One of the most distinctive sounds of the Cabo de Gata is the ringing of goat bells. It is a haunting sound that carries a long way across the quiet valleys and hills and it always fills me with a strange, achingly painful happiness.
There are three herds of goats and sheep in this area so we come across them almost every day grazing by the roadsides, in the fields or on the hillsides, on the cliffs and the dunes by the seashore. Once it was terrifying when we were out on the cliffs and we saw two young billygoats headbutting each other on the edge of a sheer drop down on to the rocks below!

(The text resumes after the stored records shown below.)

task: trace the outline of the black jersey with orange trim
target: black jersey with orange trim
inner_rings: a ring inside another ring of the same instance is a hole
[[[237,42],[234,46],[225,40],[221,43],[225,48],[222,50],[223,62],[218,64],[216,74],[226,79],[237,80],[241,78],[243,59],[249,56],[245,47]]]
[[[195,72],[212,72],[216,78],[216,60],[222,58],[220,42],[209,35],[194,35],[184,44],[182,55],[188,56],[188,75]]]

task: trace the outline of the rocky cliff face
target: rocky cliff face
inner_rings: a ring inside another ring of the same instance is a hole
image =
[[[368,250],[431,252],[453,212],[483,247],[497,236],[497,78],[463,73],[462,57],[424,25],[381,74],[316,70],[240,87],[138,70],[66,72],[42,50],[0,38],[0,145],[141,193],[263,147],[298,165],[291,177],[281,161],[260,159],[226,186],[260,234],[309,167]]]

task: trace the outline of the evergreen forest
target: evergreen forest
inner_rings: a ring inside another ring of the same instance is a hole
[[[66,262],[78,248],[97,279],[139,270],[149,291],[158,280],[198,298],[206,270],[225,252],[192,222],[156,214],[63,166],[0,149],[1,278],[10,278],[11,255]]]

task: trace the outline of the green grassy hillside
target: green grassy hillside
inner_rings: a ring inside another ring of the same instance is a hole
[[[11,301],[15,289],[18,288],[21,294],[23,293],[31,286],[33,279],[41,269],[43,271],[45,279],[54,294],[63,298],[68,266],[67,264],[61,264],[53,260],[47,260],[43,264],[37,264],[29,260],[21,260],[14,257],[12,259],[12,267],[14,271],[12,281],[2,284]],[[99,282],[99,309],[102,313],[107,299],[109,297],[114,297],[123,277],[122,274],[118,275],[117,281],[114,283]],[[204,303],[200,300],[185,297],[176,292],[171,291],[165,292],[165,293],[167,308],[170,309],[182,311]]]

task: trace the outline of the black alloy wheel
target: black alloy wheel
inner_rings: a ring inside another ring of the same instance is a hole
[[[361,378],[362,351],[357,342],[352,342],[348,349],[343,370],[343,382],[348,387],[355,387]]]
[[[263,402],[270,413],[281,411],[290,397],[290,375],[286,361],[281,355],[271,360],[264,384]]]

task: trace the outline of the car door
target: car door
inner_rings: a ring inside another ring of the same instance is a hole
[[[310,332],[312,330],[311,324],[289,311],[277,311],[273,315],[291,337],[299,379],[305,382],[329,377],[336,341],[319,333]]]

In this short video clip you can hear both goat bells and the blustery wind that is another common sound of the Cabo:
They are always accompanied by their shepherd and at least one dog - often two. The shepherds live closely with their animals. In Rodalquilar, there are two shabby old houses on smallholdings, both with a goat shed standing right beside them where the goats and sheep are penned at night. The animals are kept for their milk which is turned into cheese – the land here is too poor for dairy cattle so all the cheese comes from goats or sheep.
Other common sounds of the Cabo are the calling of the crested larks that we see everywhere in the countryside, the constant cooing of the collared doves flying about San José (I have seen as many as ten at a time roosting together on a rooftop), and the hypnotic sound of the sea.